KW has been spoken to and has confirmed that he wants to have unsupervised contact with KF and to have sex with her during that time.

9.

I am told that there are no conditions on KW’s bail. Given the nature of the assault on KF, the abuse perpetrated by KW on KF over time, and her vulnerability, I cannot understand why the CPS would not have applied for conditions to be imposed on KW’s bail to protect KF. I do not know whether conditions were sought, but rejected by the court, or whether they were not sought. Whatever the reasons, there are no conditions on KW’s bail and so, were it not for the proceedings in the Court of Protection, KF would not have been afforded any protection against KW pending his sentence for his violent assault on her.

The Legal Framework

10.

In B (By her litigation friend the Official Solicitor v A Local Authority [2019] EWCA Civ 913, [2019] COPLR 347 the Court of Appeal noted at [235] that,

“Cases, like the present, which concern whether or not a person has the mental capacity to make the decision which the person would like to make involve two broad principles of social policy which, depending on the facts, may not always be easy to reconcile. On the one hand, there is a recognition of the right of every individual to dignity and self-determination and, on the other hand, there is a need to protect individuals and safeguard their interests where their individual qualities or situation place them in a particularly vulnerable situation: comp. A.M.V v Finland (23.3.2017) ECrtHR Application No.53251/13.”

11.

Sections 1 to 4 of the Mental Capacity Act 2005 (MCA 2005) set out the fundamental principles and provisions concerning capacity and best interests. They are well known and I do not need to set them out in full in this judgment. The core test of capacity is set out in s.2(1) of the MCA 2005,

“For the purposes of this Act, a person lacks capacity in relation to a matter if at the material time he is unable to make a decision for himself in relation to the matter because of an impairment of, or a disturbance in the functioning of, the mind or brain.”

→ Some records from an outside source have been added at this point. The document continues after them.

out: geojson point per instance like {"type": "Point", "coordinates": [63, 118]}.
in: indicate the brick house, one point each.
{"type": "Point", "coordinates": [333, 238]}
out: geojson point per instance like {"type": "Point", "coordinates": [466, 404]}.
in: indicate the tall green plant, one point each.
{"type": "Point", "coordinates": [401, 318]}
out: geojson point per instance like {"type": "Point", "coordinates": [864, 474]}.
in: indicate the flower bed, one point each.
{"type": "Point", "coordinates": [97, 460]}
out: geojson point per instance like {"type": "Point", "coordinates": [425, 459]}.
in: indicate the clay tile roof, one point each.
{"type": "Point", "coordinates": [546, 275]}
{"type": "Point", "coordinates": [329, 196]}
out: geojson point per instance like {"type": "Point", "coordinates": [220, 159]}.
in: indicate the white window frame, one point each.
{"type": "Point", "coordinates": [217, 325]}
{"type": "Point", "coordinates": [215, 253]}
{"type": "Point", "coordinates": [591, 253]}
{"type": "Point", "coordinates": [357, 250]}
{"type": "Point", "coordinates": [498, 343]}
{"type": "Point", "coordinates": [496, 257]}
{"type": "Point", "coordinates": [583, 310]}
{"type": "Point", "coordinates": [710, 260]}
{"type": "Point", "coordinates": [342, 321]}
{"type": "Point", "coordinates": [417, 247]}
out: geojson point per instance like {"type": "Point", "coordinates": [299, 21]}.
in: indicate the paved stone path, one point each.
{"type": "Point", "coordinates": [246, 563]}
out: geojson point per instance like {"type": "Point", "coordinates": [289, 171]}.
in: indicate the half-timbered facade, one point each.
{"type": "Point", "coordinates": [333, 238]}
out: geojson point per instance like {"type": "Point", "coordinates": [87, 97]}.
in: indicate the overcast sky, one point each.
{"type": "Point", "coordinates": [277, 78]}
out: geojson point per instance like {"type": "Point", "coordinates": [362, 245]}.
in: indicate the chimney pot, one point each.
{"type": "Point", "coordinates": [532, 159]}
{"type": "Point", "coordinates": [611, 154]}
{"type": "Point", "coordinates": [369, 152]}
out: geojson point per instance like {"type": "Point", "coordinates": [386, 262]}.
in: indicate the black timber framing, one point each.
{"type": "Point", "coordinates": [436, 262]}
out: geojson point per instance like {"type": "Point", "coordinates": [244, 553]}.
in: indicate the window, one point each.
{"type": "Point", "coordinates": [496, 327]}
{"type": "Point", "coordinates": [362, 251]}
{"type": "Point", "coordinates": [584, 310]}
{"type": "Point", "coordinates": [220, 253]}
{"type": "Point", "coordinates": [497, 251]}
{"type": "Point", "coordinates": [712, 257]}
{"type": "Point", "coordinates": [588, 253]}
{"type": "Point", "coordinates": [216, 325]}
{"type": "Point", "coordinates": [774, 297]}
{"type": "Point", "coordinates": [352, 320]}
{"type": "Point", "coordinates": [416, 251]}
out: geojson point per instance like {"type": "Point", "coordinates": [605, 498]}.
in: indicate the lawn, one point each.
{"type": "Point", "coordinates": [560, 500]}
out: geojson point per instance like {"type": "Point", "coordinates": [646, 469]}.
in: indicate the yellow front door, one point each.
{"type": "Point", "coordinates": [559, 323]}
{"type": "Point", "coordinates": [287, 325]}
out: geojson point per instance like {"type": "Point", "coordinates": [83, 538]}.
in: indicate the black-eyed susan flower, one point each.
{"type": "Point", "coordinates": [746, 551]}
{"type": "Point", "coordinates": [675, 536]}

Under s.1 of the MCA 2005, KF is assumed to have capacity unless otherwise established and the standard of proof is the balance of probabilities. She must not be treated as unable to make a decision unless all practicable steps have been taken to enable her to make the decision without success, or merely because she makes an unwise decision. Just because a person makes an unwise decision it does not mean that they lack capacity to make the relevant decision. S.3 of the MCA 2005 sets out the elements of the decision-making process which are understanding, retention and using or weighing “information relevant to the decision” and communicating the decision. The relevant information includes information about the reasonably foreseeable consequences of deciding one way or another, or failing to make the decision. S.4 sets out the matters that must be taken into account when making a best interests decision.

12.

. The enquiry as to capacity is fact sensitive – London Borough of TowerHamlets v PB [2020] EWCOP 34. The bar must not be set too high. The MCA 2005 must not be interpreted so as to make care and treatment for P practically impossible and regard should be had to the overlap between different decisions rather than treating them as if they are in self-contained silos – B (by her Litigation Friend, the Official Solicitor) v A Local Authority [2019] EWCA Civ 913, [2019] COPLR 347.

13.

The following passages at [65] to [75] of the judgment of Lord Stephens. In A Local Authority v JB (above) are of importance to the present case:

“[65] The core determinative provision within the statutory scheme for the assessment of whether P lacks capacity is section 2(1). The remaining provisions of sections 2 and 3, including the specific elements within the decision-making process set out in section 3(1), are statutory descriptions and explanations which support the core provision in section 2(1). Those additional provisions do not establish a series of additional, freestanding tests of capacity. Section 2(1) is the single test, albeit that it falls to be interpreted by applying the more detailed description given around it in sections 2 and 3: see the judgment of McFarlane LJ in York City Council v C at paras 56 and 58-60.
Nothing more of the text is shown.